I weigh 178 pounds at 5’7″, which puts me at an “overweight” BMI of 27.9. Just in case you’re thinking “but you’re not that fat,” keep in mind that not even having a “normal” BMI exempts girls from constant pressure to diet, starting practically at birth. I was no different, and I believe that the only thing I gained from all that obsession with food was a bunch more weight than I would have otherwise over the years, not to mention a tendency toward disordered eating.

Furthermore, as a person classified as “overweight,” I am the face of all those news stories you keep reading about people who are likely to drop dead tomorrow after draining millions of dollars of your own personal insurance premiums. MWAAAHAHAHAHA!!

Feel free to contact me at spacedcowgirl at gmail dot com if you like!


6 Responses to “About”

  1. Katy St. Clair Says:

    hiya… love what you have to say about my story and my broadcast. I could say a lot more, but I wanted to say that. -katy

  2. Katy,

    Wow–thank you so much for commenting here! As I said, I thought you told your story beautifully, especially in the radio broadcast. Thanks again for your kind words!!

  3. Deeleigh Says:

    Hi! Thanks for dropping by my blog. Your posts are great (and I used to go on and on about the same stuff). I also find it really frustrating when people involved in size acceptance can’t understand what the shift in attitude between HAES and the weight loss mindset means, and how flexible HAES can be.

    And then there’s the division between public and private issues. Changing habits in ways that might cause weight loss doesn’t necessitate a size-acceptance flounce and a switch to diet blogging. What’s that about? Trying to establish cred with the other dieters? It’s not as if people involved in size acceptance never lose weight. We just don’t think it’s something to focus on, let alone brag about or obsess over.

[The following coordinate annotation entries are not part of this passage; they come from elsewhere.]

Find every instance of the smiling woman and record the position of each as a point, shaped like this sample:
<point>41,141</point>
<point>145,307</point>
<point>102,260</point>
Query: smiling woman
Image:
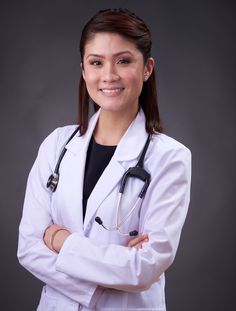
<point>63,241</point>
<point>114,70</point>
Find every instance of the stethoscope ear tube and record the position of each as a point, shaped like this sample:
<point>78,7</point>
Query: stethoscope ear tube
<point>54,178</point>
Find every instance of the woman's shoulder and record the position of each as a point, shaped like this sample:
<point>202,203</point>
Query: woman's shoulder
<point>56,140</point>
<point>164,144</point>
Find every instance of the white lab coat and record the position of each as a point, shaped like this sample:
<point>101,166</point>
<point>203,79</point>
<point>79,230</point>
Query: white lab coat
<point>95,270</point>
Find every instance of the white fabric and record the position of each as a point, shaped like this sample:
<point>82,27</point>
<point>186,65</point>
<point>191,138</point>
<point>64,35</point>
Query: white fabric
<point>95,270</point>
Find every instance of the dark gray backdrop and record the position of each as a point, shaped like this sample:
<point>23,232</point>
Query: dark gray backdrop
<point>194,46</point>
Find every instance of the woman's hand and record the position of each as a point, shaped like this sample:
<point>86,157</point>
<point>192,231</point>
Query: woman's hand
<point>55,236</point>
<point>138,241</point>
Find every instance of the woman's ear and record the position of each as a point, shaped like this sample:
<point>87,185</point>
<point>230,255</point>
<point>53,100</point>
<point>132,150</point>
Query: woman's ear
<point>149,67</point>
<point>82,69</point>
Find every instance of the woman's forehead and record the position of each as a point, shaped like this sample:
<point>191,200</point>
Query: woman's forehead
<point>109,42</point>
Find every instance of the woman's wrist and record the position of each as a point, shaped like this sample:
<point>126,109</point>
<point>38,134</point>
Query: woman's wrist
<point>55,236</point>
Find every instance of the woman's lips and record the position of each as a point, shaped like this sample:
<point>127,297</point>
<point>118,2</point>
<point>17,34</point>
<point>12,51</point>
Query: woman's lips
<point>111,91</point>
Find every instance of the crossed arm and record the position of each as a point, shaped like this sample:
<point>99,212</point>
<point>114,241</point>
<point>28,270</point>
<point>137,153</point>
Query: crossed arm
<point>55,236</point>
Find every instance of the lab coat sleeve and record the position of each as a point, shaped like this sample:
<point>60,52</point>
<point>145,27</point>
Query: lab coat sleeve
<point>32,252</point>
<point>162,216</point>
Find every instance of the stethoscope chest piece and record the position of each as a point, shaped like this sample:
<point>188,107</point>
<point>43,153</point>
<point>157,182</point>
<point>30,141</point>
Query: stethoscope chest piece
<point>53,182</point>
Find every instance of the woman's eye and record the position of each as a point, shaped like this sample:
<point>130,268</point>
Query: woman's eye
<point>123,61</point>
<point>95,62</point>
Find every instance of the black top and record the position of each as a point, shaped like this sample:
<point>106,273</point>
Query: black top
<point>98,157</point>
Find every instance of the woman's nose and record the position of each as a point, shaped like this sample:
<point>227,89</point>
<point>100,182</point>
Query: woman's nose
<point>110,73</point>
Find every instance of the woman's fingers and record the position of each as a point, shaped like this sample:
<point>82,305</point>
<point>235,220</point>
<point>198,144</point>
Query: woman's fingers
<point>138,241</point>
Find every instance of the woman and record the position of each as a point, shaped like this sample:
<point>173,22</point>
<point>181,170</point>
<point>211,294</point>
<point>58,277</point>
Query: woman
<point>62,240</point>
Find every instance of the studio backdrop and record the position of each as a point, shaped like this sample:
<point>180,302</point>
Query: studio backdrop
<point>194,49</point>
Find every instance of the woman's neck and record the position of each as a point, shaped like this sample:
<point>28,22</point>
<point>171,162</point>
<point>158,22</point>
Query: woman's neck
<point>112,126</point>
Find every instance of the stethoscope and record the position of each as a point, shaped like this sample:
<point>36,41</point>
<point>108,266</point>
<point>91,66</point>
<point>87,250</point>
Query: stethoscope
<point>137,171</point>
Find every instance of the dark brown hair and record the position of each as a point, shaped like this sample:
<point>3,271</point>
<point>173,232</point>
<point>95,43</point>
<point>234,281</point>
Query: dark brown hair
<point>128,25</point>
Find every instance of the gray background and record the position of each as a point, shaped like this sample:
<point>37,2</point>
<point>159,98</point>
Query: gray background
<point>194,46</point>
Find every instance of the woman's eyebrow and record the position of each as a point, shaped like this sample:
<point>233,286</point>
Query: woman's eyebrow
<point>116,54</point>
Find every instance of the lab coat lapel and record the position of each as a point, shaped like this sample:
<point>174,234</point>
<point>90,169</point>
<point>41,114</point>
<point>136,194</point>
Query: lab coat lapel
<point>74,172</point>
<point>128,149</point>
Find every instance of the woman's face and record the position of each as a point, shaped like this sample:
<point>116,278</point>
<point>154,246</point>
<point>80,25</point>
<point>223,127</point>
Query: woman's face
<point>113,69</point>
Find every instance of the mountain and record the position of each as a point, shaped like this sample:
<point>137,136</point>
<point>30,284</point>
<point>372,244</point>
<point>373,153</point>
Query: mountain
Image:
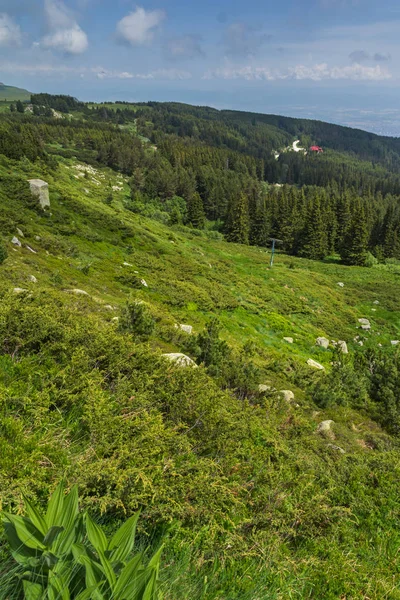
<point>267,477</point>
<point>10,93</point>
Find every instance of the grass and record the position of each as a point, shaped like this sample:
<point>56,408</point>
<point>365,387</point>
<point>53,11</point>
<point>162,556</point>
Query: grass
<point>259,505</point>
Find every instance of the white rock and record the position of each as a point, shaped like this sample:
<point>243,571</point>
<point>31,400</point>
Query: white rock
<point>77,292</point>
<point>313,363</point>
<point>40,189</point>
<point>323,342</point>
<point>287,395</point>
<point>365,324</point>
<point>325,426</point>
<point>337,448</point>
<point>180,359</point>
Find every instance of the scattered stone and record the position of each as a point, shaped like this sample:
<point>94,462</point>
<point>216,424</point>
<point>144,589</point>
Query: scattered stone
<point>325,426</point>
<point>323,342</point>
<point>180,359</point>
<point>264,388</point>
<point>313,363</point>
<point>77,292</point>
<point>365,324</point>
<point>337,448</point>
<point>288,395</point>
<point>40,189</point>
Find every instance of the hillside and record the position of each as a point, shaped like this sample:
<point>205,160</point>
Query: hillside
<point>11,94</point>
<point>269,478</point>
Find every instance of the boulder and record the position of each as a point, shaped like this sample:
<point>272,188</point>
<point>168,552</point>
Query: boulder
<point>186,328</point>
<point>315,365</point>
<point>336,448</point>
<point>365,324</point>
<point>325,426</point>
<point>40,189</point>
<point>287,395</point>
<point>180,359</point>
<point>16,241</point>
<point>323,342</point>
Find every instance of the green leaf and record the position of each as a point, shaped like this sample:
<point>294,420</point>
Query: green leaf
<point>129,577</point>
<point>35,516</point>
<point>96,535</point>
<point>32,591</point>
<point>86,594</point>
<point>52,534</point>
<point>123,540</point>
<point>27,532</point>
<point>56,506</point>
<point>20,552</point>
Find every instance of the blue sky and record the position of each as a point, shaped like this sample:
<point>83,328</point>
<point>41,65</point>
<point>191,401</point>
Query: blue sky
<point>337,60</point>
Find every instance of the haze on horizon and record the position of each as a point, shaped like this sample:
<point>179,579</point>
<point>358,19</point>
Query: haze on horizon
<point>335,60</point>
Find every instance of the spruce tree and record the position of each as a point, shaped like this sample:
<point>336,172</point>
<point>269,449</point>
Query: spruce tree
<point>238,221</point>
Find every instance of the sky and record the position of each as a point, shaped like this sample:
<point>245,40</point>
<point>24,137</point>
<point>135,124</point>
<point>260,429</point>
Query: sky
<point>335,60</point>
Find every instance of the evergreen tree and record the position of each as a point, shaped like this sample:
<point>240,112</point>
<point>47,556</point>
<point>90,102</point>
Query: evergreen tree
<point>238,221</point>
<point>196,217</point>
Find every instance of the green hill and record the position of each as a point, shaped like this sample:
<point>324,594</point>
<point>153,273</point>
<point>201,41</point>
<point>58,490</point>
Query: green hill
<point>11,94</point>
<point>288,490</point>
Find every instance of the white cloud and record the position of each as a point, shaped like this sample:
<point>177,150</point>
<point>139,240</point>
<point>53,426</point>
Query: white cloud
<point>138,27</point>
<point>65,34</point>
<point>319,72</point>
<point>10,33</point>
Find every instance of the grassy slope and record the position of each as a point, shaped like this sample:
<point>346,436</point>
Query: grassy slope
<point>191,277</point>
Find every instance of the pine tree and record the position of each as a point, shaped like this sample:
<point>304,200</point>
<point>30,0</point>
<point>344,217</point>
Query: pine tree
<point>195,208</point>
<point>314,242</point>
<point>355,244</point>
<point>238,221</point>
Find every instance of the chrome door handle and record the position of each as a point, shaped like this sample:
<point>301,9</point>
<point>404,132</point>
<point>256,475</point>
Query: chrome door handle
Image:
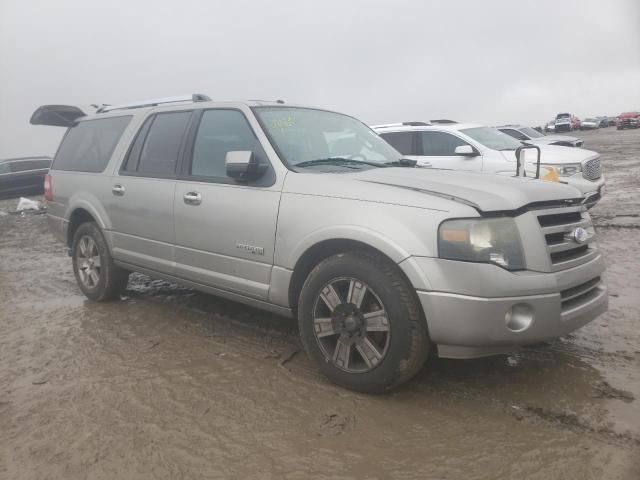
<point>192,198</point>
<point>118,190</point>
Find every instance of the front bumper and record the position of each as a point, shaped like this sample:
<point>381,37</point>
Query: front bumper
<point>467,305</point>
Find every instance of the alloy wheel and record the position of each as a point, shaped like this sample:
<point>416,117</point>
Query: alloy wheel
<point>351,325</point>
<point>88,262</point>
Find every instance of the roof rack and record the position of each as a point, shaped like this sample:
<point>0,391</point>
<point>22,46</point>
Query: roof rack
<point>402,124</point>
<point>442,121</point>
<point>194,97</point>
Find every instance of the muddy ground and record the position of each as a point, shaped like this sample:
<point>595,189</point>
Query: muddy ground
<point>170,383</point>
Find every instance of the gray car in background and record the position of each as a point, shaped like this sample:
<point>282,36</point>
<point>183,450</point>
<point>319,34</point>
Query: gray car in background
<point>309,213</point>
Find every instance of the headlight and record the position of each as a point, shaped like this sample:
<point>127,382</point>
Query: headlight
<point>487,240</point>
<point>567,169</point>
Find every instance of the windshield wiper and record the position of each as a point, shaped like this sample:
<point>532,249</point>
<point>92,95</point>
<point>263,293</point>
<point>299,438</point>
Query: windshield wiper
<point>338,161</point>
<point>403,162</point>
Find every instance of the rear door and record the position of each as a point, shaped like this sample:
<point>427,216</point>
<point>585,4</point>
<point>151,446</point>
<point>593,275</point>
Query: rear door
<point>142,193</point>
<point>225,230</point>
<point>437,150</point>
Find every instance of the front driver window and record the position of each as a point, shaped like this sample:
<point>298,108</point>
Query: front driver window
<point>440,144</point>
<point>221,131</point>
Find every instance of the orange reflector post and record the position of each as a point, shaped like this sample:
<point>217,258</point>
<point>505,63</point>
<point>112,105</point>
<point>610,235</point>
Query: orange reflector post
<point>450,235</point>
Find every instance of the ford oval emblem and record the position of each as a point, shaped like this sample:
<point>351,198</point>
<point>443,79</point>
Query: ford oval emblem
<point>580,235</point>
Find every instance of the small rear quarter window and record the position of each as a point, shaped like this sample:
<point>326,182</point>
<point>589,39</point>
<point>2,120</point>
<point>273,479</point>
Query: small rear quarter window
<point>87,146</point>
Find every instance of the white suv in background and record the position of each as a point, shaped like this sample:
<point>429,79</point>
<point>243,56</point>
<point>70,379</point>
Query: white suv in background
<point>476,148</point>
<point>532,136</point>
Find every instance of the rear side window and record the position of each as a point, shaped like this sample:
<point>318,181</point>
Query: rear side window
<point>87,146</point>
<point>159,153</point>
<point>25,165</point>
<point>440,144</point>
<point>401,141</point>
<point>221,131</point>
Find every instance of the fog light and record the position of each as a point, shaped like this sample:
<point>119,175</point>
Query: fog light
<point>519,317</point>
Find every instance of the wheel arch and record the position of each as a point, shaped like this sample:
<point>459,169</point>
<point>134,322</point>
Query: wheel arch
<point>323,249</point>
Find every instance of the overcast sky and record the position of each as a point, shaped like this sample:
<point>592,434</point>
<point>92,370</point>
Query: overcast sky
<point>485,61</point>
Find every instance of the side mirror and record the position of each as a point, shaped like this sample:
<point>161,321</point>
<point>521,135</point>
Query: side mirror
<point>465,151</point>
<point>244,166</point>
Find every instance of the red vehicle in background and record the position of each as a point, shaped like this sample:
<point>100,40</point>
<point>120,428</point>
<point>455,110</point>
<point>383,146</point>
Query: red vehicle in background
<point>628,120</point>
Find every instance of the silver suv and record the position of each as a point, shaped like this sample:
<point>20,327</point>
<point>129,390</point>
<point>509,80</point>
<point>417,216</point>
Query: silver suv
<point>309,213</point>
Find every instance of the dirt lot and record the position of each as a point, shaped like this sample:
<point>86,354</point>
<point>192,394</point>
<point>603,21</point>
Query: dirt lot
<point>170,383</point>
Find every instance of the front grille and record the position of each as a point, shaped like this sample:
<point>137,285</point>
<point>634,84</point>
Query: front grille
<point>591,169</point>
<point>558,225</point>
<point>575,296</point>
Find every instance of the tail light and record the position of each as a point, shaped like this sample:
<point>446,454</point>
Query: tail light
<point>48,192</point>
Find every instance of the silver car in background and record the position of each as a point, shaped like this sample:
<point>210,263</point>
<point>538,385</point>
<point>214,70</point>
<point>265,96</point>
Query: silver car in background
<point>309,213</point>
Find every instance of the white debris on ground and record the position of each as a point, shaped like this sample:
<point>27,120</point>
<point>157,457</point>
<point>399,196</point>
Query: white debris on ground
<point>26,204</point>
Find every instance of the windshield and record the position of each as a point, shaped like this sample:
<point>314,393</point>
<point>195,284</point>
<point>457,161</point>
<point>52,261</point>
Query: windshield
<point>531,132</point>
<point>303,135</point>
<point>492,138</point>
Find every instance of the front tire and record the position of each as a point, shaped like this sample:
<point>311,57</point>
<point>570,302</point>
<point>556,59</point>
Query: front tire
<point>361,322</point>
<point>97,276</point>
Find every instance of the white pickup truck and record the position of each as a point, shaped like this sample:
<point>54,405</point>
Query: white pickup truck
<point>476,148</point>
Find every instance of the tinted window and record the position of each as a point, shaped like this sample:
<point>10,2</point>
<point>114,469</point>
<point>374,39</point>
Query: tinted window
<point>221,131</point>
<point>440,143</point>
<point>87,146</point>
<point>492,138</point>
<point>514,133</point>
<point>159,154</point>
<point>24,165</point>
<point>401,141</point>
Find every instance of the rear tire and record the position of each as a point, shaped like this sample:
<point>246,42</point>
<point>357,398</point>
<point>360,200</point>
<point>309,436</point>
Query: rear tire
<point>361,322</point>
<point>98,277</point>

  4. Thanks, Deeleigh! I think your attitude is really good. I consider weight loss in general to be a highly individual and private matter. I could start a diet blog and post “what worked for me” and my food logs and all that crap (I would never, but just for example) but the problem is that we are all so different that I consider that information to be useless anyway insofar as I presume to apply it to anyone other than myself, and it so often goes far beyond the harm of “useless” to actively damaging as people start to make assumptions about others based on their body size, and collude to develop unhealthy, obsessive habits. That’s why I think diet blogging and online weight loss communities are almost never a good idea, though obviously it’s a popular thing to do and I can’t stop anyone from doing it.

    Anyway, whether or not a person has individually experienced weight loss definitely doesn’t change the need, IMO, to be skeptical about obesity “science” or first and foremost the need to be vigilant that fat people are not treated as second-class citizens regardless of their personal weight loss history, habits, etc. My personal experience doesn’t change my underlying FA values or belief in the need to take obesity hysteria with a grain of salt.

  5. Cool. I’ll be reading your blog from now on.

    1. Thanks! I’ll check yours out too.